At the end of April, I had the chance to attend the only Chinese Catholic church in Quebec. It was a really interesting experience. Half of the service was translated into English and I didn't understand the rest of it. Having said that, while it was interesting, I wouldn't have attended a Catholic service voluntarily had they not taken care of us for the weekend. I don't agree with many of the policies that are held by the Vatican and I will be vocal about that. The one that was discussed before the service between the Anglicans that were visiting that weekend was the exclusion of us from taking communion.

Every other church I have ever attended and enjoyed being at has had an open table policy. Those who believe and want to be a part of receiving communion are welcome to. That seems to be the running policy with all of the Protestant churches I have had the pleasure to attend. The Catholic Church is the only one that seeks to close the table and exclude those who think differently than they do. Those who think differently than the Catholic Church include those who believe women should have the right to a voice in the church, those who believe in same-sex blessings, those who support the right to choose and those who believe that we don't need someone to talk to God for us.

There are many disagreements over the decisions that are made in the church and what is supported in different ways. That may be the reason why there are so many different denominations and why there are still fights in synods and committees all over the world. IT is human nature to disagree over things. There are different opinions over many things and people have found different places in their faith to agree with things that others disagree. Regardless of how much we disagree, and we will, there is one place where there should never be fighting. That is the sacred meal that we have.

There is one rule that tends to prevail in my house. That is no fighting at the table. When we sit down to dinner together, it doesn't matter how much we have yelled at each other, or how much we may have hurt each other.
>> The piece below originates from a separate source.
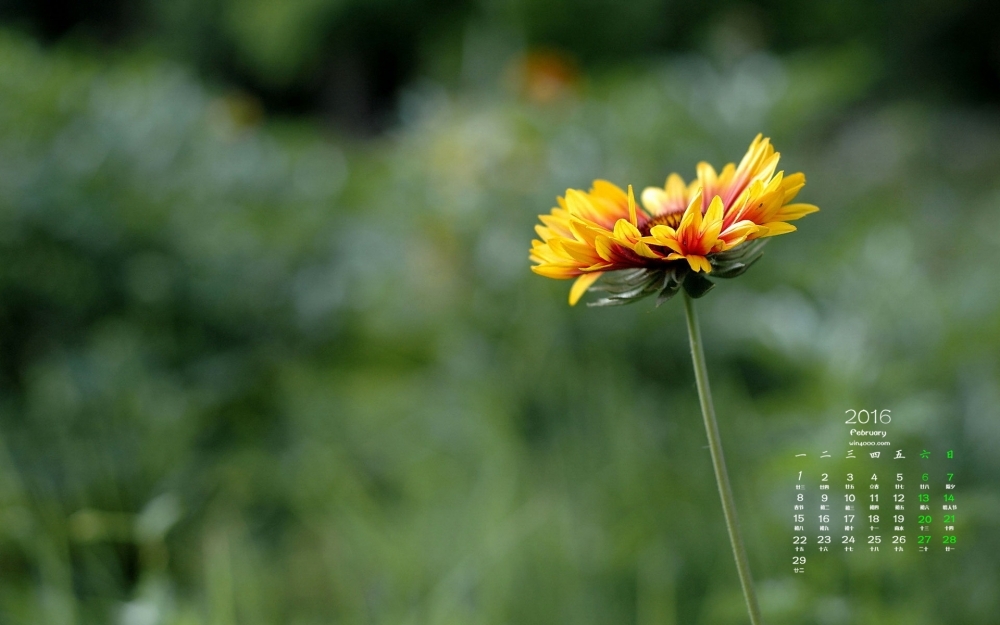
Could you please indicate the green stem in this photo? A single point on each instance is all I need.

It doesn't matter how bad our days were, but we don't take it out on each other there. The table is a place for family to come together and share life together.

I wish I had the ability to smash some heads together and get the leaders the churches to see it the same way. When we come to the table, we come empty and seeking something. We come to share our life and our faith with others. We do not come to be turned away or to be told that we are not good enough. We were invited by someone who loved equally, with no regard for race, gender or sexual orientation. We are called to continue this tradition in any way we can. The best way to do this is to have on open table and put out the open invitation. Not just to those who agree with what the current pope has to say, or who fit in with the accepted idea of what is normal or good. Everyone who answers the call to come to the table. All those who are not too busy or caught up in their own lives to care. All those who wish to express their faith should be welcome. That's what will happen when we decide to stop fighting at the table. We should really make that a rule.